Menurut Cruse (2000:16) pragmatik dapat dianggap berurusan dengan aspek-aspek informasi (dalam pengertian yang paling luas) yang disampaikan melalui bahasa yang (a) tidak dikodekan oleh konvensi yang diterima secara umum dalam bentuk-bentuk linguistik yang digunakan, namun yang (b) juga muncul secara alamiah dari dan tergantung pada makna-makna yang dikodekan secara konvensional dengan konteks tempat penggunaan bentuk-bentuk tersebut [penekanan ditambahkan].
Parker (1986:11) mengemukakan bahwa: “Pragmatics is distinct from grammar, which is the study the internal structure of language. Pragmatics is the study of how language is used to communicate”
Tidak dapat dipungkiri bahwa pragmatik seperti semantik adalah cabang ilmu bahasa yang menelaah makna-makna satuan lingual. Adapun yang menjadi kajian pragmatik tentang makna berbeda dengan semantik. Pragmatik adalah mengkaji makna secara eksternal sedangkan semantik mengkaji secara internal .
Konteks merupakan hal yang penting dalam kajian bahasa. Schiffrin (1994:365) mengemukakan bahwa “speech act theory and pragmatic both view contexs in term of knowledge: what speakers and hearers can ben assumed to know (e.g about social institution, about other’s wants and and needs, about the nature of
human nationality) and how that knowledge guide the use of language and the interpretation of utterance”.

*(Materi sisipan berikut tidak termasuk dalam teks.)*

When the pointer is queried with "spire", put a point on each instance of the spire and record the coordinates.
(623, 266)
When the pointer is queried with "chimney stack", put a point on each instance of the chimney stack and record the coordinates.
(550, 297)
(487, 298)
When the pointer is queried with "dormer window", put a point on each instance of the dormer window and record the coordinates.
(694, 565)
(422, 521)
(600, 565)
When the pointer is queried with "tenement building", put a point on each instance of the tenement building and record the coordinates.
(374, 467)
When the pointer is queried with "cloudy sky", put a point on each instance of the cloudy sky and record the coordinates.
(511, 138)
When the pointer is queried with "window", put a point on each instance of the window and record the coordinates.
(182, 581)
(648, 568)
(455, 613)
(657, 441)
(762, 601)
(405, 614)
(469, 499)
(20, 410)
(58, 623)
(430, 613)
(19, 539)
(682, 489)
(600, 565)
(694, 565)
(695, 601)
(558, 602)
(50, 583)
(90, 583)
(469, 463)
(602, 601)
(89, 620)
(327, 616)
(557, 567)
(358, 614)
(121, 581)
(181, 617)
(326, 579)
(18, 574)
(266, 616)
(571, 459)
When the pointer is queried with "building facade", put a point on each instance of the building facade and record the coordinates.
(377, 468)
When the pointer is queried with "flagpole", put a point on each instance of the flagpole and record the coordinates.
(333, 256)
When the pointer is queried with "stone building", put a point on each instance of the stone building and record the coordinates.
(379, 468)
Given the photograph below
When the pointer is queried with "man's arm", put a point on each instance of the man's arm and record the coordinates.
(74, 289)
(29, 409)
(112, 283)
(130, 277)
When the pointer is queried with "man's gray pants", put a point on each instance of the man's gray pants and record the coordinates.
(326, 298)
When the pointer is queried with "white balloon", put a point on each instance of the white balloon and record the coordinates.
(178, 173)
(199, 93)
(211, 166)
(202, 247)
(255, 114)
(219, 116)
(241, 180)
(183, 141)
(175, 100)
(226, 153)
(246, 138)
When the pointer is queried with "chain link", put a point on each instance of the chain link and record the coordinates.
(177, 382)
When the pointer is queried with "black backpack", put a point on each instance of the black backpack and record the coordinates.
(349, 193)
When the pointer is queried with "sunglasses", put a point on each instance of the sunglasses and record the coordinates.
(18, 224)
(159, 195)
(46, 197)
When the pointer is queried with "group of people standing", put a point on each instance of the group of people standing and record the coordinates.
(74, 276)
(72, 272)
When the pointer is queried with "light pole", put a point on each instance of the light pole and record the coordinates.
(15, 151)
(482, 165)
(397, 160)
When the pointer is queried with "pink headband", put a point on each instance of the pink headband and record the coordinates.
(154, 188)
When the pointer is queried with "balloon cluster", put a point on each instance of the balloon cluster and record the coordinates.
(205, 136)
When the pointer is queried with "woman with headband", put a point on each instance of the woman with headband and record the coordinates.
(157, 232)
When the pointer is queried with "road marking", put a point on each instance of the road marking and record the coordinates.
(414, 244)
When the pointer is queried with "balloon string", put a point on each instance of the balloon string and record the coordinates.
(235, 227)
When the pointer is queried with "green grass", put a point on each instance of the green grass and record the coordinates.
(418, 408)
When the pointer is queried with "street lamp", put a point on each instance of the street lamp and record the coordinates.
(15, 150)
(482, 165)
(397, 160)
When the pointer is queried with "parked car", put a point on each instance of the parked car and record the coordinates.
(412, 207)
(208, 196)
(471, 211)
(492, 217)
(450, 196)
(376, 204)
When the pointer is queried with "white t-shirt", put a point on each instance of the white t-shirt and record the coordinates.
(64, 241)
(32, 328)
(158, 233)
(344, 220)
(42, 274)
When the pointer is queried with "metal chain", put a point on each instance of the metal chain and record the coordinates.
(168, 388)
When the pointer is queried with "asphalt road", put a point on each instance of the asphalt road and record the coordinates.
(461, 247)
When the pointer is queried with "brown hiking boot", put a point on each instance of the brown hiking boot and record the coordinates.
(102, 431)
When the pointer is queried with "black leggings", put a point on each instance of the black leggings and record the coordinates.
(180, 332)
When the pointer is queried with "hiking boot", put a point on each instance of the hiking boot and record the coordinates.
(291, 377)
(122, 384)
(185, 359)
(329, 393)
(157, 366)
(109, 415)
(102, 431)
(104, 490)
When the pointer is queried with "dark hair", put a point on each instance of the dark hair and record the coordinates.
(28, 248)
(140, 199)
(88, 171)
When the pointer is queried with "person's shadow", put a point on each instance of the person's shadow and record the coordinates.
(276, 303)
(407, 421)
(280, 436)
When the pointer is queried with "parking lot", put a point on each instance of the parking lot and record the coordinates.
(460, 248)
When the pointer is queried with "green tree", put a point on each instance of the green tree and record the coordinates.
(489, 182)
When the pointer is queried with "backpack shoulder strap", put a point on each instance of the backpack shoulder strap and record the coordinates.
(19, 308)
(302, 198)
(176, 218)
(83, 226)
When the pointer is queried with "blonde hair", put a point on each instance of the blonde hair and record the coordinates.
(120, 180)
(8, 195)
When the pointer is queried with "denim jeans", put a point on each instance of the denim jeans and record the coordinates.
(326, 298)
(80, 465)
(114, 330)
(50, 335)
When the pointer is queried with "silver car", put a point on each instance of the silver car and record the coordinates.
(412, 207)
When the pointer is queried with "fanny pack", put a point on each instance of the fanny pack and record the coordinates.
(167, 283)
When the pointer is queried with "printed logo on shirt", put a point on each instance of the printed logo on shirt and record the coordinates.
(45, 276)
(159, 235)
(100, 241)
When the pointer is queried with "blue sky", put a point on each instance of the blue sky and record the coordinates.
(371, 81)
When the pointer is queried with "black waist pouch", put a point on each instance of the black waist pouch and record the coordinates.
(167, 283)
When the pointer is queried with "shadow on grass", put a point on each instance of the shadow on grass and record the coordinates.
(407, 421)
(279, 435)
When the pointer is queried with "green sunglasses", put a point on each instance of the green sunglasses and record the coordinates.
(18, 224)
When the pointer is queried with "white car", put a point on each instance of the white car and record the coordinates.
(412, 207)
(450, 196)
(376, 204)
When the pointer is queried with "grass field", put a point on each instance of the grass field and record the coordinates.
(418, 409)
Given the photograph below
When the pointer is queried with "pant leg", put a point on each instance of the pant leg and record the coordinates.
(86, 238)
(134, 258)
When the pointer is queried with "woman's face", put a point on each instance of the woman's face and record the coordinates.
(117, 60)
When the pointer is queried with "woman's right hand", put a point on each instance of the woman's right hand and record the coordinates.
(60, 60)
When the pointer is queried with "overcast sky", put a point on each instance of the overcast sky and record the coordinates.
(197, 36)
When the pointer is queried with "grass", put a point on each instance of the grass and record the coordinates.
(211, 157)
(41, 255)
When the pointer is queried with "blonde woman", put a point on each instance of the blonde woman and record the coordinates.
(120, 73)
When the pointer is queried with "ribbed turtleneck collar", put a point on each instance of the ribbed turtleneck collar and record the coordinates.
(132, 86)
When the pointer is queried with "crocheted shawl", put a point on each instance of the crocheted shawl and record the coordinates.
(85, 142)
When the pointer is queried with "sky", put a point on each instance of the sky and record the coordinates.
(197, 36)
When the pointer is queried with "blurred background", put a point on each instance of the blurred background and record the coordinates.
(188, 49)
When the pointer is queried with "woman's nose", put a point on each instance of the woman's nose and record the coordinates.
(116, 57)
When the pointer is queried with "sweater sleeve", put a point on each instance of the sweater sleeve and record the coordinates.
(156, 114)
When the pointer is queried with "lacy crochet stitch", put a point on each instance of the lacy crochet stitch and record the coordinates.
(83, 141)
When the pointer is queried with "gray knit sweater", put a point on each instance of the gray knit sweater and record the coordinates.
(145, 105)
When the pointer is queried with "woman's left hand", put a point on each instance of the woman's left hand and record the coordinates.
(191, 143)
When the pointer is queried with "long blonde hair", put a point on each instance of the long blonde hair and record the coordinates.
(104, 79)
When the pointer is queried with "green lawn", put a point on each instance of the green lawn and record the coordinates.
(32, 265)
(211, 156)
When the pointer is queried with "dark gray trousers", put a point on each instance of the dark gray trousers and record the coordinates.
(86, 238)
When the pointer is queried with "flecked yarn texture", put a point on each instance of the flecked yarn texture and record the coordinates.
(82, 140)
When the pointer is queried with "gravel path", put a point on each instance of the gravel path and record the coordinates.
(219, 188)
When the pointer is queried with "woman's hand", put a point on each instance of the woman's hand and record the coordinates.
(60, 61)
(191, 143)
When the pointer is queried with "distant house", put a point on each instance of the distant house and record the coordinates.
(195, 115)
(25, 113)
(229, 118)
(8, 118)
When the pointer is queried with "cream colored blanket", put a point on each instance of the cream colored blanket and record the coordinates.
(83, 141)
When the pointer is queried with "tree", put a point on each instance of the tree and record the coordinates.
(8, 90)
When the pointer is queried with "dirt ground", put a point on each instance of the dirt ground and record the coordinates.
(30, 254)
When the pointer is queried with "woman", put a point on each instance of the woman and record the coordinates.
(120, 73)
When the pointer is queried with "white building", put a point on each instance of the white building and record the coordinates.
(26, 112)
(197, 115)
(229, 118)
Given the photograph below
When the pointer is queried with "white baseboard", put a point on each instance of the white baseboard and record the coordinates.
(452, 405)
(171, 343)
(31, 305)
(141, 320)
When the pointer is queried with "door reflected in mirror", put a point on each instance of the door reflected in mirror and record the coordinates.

Pragmatik dan teori tindak tutur memandang konteks sebagai pengetahuan bersama antara pembicara dan pendengar, dan pengetahuan tersebut mengarah pada interpretasi suatu tuturan. Pengetahuan atau konteks tertentu yang menyebabkan manusia dapat mengidentifikasi jenis-jenis tindak tutur yang berbeda.
Pragmatik bahasa berarti mengkaji: 1. Makna penutur bahasa
2. Makna yang lebih sekedar apa yang diucapkan oleh penutur 3. Makna kontekstual
4. Pengaruh makna pada penutur, dan kendala-kendala dalam menyampaikan makna dengan cara yang tepat dan sesuai
Pengaruh pragmatika di dalam teori dan konsep pemerolehan bahasa diantaranya menekankan aspek fungsional bahasa. Secara fungsional jenis-jenis ujaran terdiri dari deklaratif (mengubah keadaan alami melalui kata), representatif (menyatakan sesuatu yang diyakini), ekspresif (menyatakan perasaan tertentu), direktif (membuat orang lain melakukan sesuatu), dan komisif (bertanggung jawab akan melakukan sesuatu). Sementara itu, secara formal jenis-jenis kalimat mencakup bentuk-bentuk deklaratif, imperatif, interogatif, dan interjeksi, sehingga penutur dihadapkan dengan pilihan-pilihan formal bahasa untuk menyampaikan fungsi-fungsi bahasa.
Parera (1990:120) mengemukakan tiga ciri yang harus dipenuhi untuk terciptanya suatu konteks, yaitu 1) setting, 2) kegiatan dan 3) hubungan (relasi). Interaksi ketiganya membentuk konteks.
1. Setting meliputi : a. unsur-unsur material yang ada di sekitar peristiwa interaksi berbahasa, b. tempat, c. waktu.
2. Kegiatan : semua tingkah laku yang terjadi dalam interaksi, seperti berbahasa itu sendiri, juga termasuk kesan, perasaan, tanggapan dan persepsi penutur dan petutur.
3. Hubungan (relasi) meliputi hubungan antara penutur dan petutur yang ditentukan oleh (a) jenis kelamin (b) umur, (c) kedudukan; status, peran, prestise (d) hubungan keluarga, (e) hubungan kedinasan. Setting, kegiatan dan hubungan ditentukan secara kultural.